A new version of how to treat and diagnose age-related muscle mass, or sarcopenia, delves into the differences between examining at-risk populations in the community and facility settings.

The findings by the Asian Consensus Update on Sarcopenia were published in a recent issue of JAMDA and build on previous versions offering clinical recommendations on the condition.

In this latest version, researchers observed that the newest update includes the same definition of sarcopenia detailed in the 2014 consensus: an age-related loss of muscle mass, plus low muscle strength, and/or low physical performance.

“However, the latest consensus has revised the diagnostic algorithm, protocols, and some criteria. It also proposes separate algorithms for community versus hospital settings to facilitate earlier identification of those individuals at risk for sarcopenia,” the authors said. Although skeletal muscle strength and mass are both considered fundamental to a definitive clinical diagnosis of sarcopenia, researchers observed that the 2019 consensus “introduces ‘possible sarcopenia,’ defined by either low muscle strength or low physical performance only, specifically for use in primary health care or community-based health promotion, to enable earlier lifestyle interventions.”
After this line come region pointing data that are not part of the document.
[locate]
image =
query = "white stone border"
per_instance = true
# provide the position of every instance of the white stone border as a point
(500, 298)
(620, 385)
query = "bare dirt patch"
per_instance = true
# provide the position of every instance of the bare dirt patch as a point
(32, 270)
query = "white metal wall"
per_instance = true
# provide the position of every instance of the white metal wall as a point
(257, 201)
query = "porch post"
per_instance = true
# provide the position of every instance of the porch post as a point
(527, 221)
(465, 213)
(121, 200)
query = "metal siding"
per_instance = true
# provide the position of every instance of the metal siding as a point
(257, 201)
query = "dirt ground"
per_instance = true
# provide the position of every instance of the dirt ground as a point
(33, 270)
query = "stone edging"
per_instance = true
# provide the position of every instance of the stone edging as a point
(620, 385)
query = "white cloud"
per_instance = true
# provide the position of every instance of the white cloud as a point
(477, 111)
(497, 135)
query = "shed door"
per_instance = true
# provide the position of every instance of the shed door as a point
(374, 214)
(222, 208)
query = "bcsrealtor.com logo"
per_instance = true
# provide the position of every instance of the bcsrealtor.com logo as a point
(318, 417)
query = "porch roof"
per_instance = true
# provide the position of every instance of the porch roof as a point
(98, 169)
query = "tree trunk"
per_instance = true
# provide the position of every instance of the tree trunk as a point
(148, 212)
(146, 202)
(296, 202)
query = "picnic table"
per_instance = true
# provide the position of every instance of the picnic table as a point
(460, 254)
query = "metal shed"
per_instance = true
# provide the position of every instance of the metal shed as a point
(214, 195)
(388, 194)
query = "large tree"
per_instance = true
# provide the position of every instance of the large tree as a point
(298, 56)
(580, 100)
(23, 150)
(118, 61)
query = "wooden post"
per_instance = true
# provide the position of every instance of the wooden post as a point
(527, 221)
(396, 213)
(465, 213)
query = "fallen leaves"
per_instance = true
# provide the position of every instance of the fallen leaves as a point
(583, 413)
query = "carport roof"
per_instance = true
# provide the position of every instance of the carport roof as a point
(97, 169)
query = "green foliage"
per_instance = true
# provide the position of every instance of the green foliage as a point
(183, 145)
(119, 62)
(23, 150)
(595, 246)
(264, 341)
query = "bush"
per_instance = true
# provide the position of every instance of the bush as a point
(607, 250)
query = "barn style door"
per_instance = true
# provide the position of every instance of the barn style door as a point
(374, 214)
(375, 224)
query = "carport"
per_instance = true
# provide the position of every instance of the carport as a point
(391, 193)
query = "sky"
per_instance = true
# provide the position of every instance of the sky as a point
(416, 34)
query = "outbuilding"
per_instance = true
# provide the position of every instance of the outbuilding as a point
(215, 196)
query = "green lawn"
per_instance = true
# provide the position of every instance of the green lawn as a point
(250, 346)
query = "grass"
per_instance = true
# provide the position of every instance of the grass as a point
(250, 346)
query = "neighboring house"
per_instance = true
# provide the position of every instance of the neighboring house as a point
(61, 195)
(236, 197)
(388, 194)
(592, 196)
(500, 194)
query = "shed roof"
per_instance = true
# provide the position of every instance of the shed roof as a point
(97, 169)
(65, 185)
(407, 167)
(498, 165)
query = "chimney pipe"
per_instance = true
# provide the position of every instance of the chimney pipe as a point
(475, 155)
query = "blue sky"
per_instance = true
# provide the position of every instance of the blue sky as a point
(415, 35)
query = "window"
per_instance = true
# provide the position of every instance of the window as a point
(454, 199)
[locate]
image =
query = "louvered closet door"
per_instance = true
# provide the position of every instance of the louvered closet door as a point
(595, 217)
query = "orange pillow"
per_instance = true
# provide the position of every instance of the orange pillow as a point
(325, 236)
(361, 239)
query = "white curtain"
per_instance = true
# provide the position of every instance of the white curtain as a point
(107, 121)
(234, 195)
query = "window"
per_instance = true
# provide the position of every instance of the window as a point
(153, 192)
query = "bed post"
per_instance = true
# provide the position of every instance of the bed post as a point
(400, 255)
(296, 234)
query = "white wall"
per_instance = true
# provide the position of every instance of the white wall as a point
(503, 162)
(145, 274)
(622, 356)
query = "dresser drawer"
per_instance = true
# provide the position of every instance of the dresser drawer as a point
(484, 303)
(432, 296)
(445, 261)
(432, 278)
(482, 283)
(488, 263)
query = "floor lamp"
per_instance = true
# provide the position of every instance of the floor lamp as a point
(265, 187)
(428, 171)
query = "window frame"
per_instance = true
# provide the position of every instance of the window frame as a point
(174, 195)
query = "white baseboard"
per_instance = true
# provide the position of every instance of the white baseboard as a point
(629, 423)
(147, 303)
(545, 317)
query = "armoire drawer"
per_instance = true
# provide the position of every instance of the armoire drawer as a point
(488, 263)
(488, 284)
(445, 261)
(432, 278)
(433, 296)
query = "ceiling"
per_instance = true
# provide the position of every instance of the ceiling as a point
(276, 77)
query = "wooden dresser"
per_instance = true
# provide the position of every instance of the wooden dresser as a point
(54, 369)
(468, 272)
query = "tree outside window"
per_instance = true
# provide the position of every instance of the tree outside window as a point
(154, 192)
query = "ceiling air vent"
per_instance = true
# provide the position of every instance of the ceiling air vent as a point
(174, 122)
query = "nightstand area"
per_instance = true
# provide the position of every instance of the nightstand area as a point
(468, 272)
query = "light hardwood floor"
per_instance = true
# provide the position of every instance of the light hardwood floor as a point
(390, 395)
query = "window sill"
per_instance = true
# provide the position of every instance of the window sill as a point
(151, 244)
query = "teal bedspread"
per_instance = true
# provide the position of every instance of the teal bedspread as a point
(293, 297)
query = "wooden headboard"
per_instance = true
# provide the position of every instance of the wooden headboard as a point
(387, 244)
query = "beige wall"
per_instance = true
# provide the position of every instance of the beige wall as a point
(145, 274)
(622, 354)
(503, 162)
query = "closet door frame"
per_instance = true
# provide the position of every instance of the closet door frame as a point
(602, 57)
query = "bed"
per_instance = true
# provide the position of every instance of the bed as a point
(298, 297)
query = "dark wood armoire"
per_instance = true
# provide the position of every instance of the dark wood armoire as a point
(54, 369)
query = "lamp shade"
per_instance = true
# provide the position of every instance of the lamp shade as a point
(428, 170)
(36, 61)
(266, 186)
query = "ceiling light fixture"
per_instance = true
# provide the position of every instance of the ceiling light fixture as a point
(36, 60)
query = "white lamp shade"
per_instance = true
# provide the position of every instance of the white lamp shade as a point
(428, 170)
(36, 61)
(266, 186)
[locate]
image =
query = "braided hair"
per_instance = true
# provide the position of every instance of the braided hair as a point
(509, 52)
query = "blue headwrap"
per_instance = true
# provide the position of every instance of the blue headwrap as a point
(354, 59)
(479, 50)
They further observed that while defining sarcopenia by Body Mass Index-adjusted muscle mass instead of height-adjusted muscle mass may predict adverse outcomes better, “more evidence is needed before changing current recommendations.”

Lifestyle interventions, the authors noted, prevail as treatment mainstays. However, they said, “Further research is needed to investigate potential long-term benefits of lifestyle interventions, nutritional supplements, or pharmacotherapy for sarcopenia.”

For definition, low muscle strength is defined as handgrip strength less than 28 kilograms (around 60 pounds) for men and less than 18 kilograms (40 pounds) for women.